THE new national lockdown that comes into force from today have meant that schools are to remain shut for most pupils.

Both primary and secondary schools will remain closed for the majority of children until at least half term, with lessons moving online and A-Levels and GCSEs set to be cancelled this year.

Which children can still go to school?

However, the children of key workers, and those deemed to be vulnerable will still be able to attend lessons.

Key workers are those employed in the following sectors:

Health and social care

This includes doctors, nurses, midwives, paramedics, social workers, care workers, and other frontline health and social care staff including volunteers, as well as specialist staff required to maintain the UK’s health and social care sector, and supply chain.

Education and childcare

Childcare workers, support and teaching staff, social workers and specialist education professionals are all critical workers.

Key public services

This includes those essential to running the justice system, religious staff, charities and workers delivering vital frontline services, those responsible for the management of the deceased, and journalists and broadcasters providing public service broadcasting.

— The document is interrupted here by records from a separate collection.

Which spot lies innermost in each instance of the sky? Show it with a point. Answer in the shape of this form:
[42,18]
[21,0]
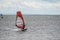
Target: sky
[30,7]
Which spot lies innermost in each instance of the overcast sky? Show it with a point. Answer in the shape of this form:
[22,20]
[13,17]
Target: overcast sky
[30,7]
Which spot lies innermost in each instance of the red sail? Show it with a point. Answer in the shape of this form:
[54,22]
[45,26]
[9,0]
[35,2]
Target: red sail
[19,14]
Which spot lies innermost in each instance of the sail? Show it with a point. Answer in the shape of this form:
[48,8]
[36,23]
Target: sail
[19,20]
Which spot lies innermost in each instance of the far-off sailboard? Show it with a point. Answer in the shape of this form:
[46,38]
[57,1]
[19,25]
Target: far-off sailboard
[20,21]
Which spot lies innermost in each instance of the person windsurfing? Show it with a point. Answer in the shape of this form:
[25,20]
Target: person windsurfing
[21,25]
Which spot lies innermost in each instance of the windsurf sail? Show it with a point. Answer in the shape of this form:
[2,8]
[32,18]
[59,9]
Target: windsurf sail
[19,20]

Local and national government

This only includes those delivering the coronavirus response, or essential public services such as the payment of benefits, including in government agencies and arms length bodies.

Food and other necessary goods

Those involved in food production, processing, distribution and delivery – as well as those essential to the production of other key goods – are classed as key workers.

Public safety and national security

This includes police, support staff, Ministry of Defence civilians, contractor and armed forces personnel, fire and rescue service staff, National Crime Agency staff, those maintaining border security, prison and probation staff, and other national security roles, including those overseas.


This includes those who will keep the air, water, road and rail passenger and freight transport modes operating during the coronavirus response, including those working on transport systems through which supply chains pass.

Do both parents need to be key workers?

No, according to government guidelines only one parent needs to be classified as a key worker for their children to be allowed to attend school.

Which children are classified as vulnerable?

Vulnerable children and young people include those who:

  • Are assessed as being in need under section 17 of the Children Act 1989, including children and young people who have a child in need plan, a child protection plan or who are a looked-after child
  • Have an education, health and care (EHC) plan
  • Have been identified as otherwise vulnerable by educational providers or local authorities (including children’s social care services), and who could therefore benefit from continued full-time attendance, this might include:
  • Children and young people on the edge of receiving support from children’s social care services or in the process of being referred to children’s services
  • Adopted children or children on a special guardianship order
  • Those at risk of becoming NEET (‘not in employment, education or training’)
  • Those living in temporary accommodation
  • Those who are young carers
  • Those who may have difficulty engaging with remote education at home (for example due to a lack of devices or quiet space to study)
  • Care leavers
  • Others at the provider and local authority’s discretion including pupils and students who need to attend to receive support or manage risks to their mental health

What about nurseries?

Early years settings such as nurseries and childminders can remain open, and existing childcare bubbles will be allowed to stay in place.